Questions: DNSSEC: DNS Security Extensions

5 questions to test your understanding

Score: 0 / 5
Question 1 Multiple Choice

After deploying DNSSEC for example.com, users of DNSSEC-validating resolvers report they cannot reach the site at all. Users of non-validating resolvers have no problem. What is the most likely cause?

AThe chain of trust is broken — for example, the DS record in the .com parent zone was not updated to match the zone's KSK, so validators cannot complete the validation chain and return SERVFAIL
BDNSSEC encrypted the DNS responses in a format that validating resolvers cannot decrypt without the private key
CThe zone's A records were inadvertently deleted when DNSSEC signing was enabled
DNon-validating resolvers are performing a DNS cache poisoning attack, making the site appear reachable to them
Question 2 Multiple Choice

A network administrator deploys DNSSEC for their company's domain. A colleague says: 'Great — now no one can see what websites our employees are visiting.' Is the colleague correct?

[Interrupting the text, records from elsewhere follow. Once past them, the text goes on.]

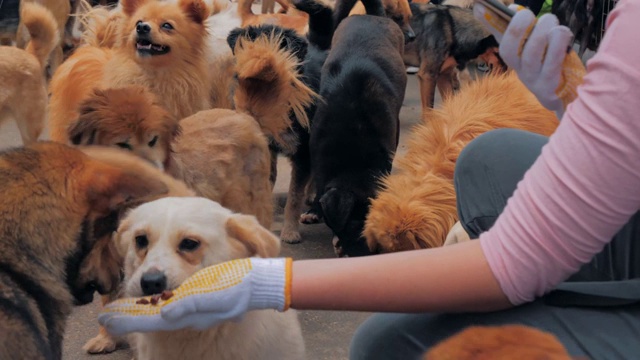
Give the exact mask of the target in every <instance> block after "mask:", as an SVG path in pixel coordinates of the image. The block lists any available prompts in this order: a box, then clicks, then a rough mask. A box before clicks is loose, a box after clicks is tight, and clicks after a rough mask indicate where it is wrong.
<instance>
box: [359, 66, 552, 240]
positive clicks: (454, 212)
mask: <svg viewBox="0 0 640 360" xmlns="http://www.w3.org/2000/svg"><path fill="white" fill-rule="evenodd" d="M506 98H508V99H509V105H508V106H505V105H504V101H503V99H506ZM423 121H424V122H423V124H421V125H418V126H416V128H415V129H413V131H412V134H411V137H410V138H409V140H408V142H407V147H408V150H407V153H406V154H405V155H404V156H403V157H401V158H398V161H397V164H394V166H395V167H396V168H395V170H396V173H394V174H391V175H389V176H387V177H386V178H384V179H383V180H382V187H383V189H384V190H382V191H381V192H380V193H379V194H378V195H377V197H376V198H375V199H374V200H373V201H372V203H371V207H370V210H369V214H368V216H367V220H366V223H365V228H364V236H365V237H366V238H367V243H368V245H369V248H370V249H371V250H372V251H378V252H395V251H403V250H413V249H421V248H431V247H438V246H441V245H442V244H443V243H444V241H445V238H446V236H447V234H448V232H449V230H450V229H451V228H452V226H453V225H454V223H455V222H456V221H458V215H457V212H456V194H455V190H454V186H453V171H454V168H455V163H456V160H457V159H458V155H459V154H460V151H461V150H462V149H463V148H464V147H465V145H467V144H468V143H469V142H470V141H471V140H473V139H475V138H476V137H478V136H479V135H481V134H483V133H485V132H487V131H490V130H493V129H500V128H513V129H521V130H525V131H531V132H534V133H538V134H541V135H545V136H549V135H551V133H553V132H554V131H555V129H556V127H557V126H558V119H557V118H556V116H555V114H554V113H553V112H551V111H549V110H547V109H545V108H544V107H543V106H542V105H540V102H539V101H538V100H537V99H536V98H535V96H534V95H533V94H532V93H531V92H530V91H529V90H527V88H526V87H525V86H524V85H523V84H522V83H521V82H520V80H519V79H518V77H517V75H516V74H515V72H508V73H507V74H504V75H487V76H484V77H482V78H480V79H479V80H476V81H474V82H472V83H470V84H469V85H467V86H465V87H463V88H462V89H461V90H460V92H459V93H457V94H456V95H454V96H451V97H450V98H448V99H446V100H445V101H444V102H443V103H442V106H441V107H440V108H439V109H433V110H427V111H426V112H425V113H424V115H423Z"/></svg>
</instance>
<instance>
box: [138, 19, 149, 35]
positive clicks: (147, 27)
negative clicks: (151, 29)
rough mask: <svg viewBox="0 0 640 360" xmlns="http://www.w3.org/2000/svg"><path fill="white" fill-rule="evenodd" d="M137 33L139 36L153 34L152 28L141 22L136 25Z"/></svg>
mask: <svg viewBox="0 0 640 360" xmlns="http://www.w3.org/2000/svg"><path fill="white" fill-rule="evenodd" d="M136 32H137V33H138V34H148V33H150V32H151V26H149V24H147V23H143V22H139V23H138V24H137V25H136Z"/></svg>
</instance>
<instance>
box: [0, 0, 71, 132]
mask: <svg viewBox="0 0 640 360" xmlns="http://www.w3.org/2000/svg"><path fill="white" fill-rule="evenodd" d="M21 10H22V15H21V18H22V24H23V26H25V28H26V29H27V30H28V32H29V34H30V38H31V40H30V41H29V43H28V44H27V45H26V47H25V50H22V49H19V48H17V47H12V46H0V84H2V88H0V123H1V122H3V121H4V120H6V119H7V118H10V117H11V118H13V119H14V120H15V121H16V123H17V124H18V129H19V130H20V136H21V137H22V142H23V143H24V144H28V143H31V142H34V141H37V140H38V137H39V136H40V133H41V132H42V129H43V127H44V122H45V120H46V112H47V111H46V109H47V101H48V97H47V87H46V81H45V78H44V68H45V67H46V65H47V59H48V58H49V55H50V54H51V51H52V50H53V49H54V48H55V47H56V46H57V45H58V42H59V38H58V29H57V24H56V21H55V19H54V18H53V15H52V14H51V12H50V11H49V10H47V9H46V8H45V7H43V6H41V5H39V4H36V3H25V4H23V5H22V8H21Z"/></svg>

AYes — DNSSEC cryptographically encrypts DNS queries and responses, hiding domain lookups from observers
BNo — DNSSEC authenticates DNS responses to prevent tampering, but queries and responses still travel in plaintext; observers can still see which domains are being looked up
CYes — the chain of trust prevents third parties from intercepting DNS traffic at any point in the network
DNo — DNSSEC only protects the path from authoritative nameservers to resolvers, not from clients to resolvers
Question 3 True / False

DNSSEC validation chains trust from the root zone through parent zones via DS records down to the target zone, so a validating resolver must trust the root zone's public keys as its starting point.

TTrue
FFalse
Question 4 True / False

DNSSEC protects DNS responses from eavesdropping because most DNS records are encrypted with the Zone-Signing Key before transmission.

TTrue
FFalse
Question 5 Short Answer

Explain why a break in the DNSSEC chain of trust causes a domain to become completely unreachable for DNSSEC-validating resolvers, even if the domain's DNS records are technically correct.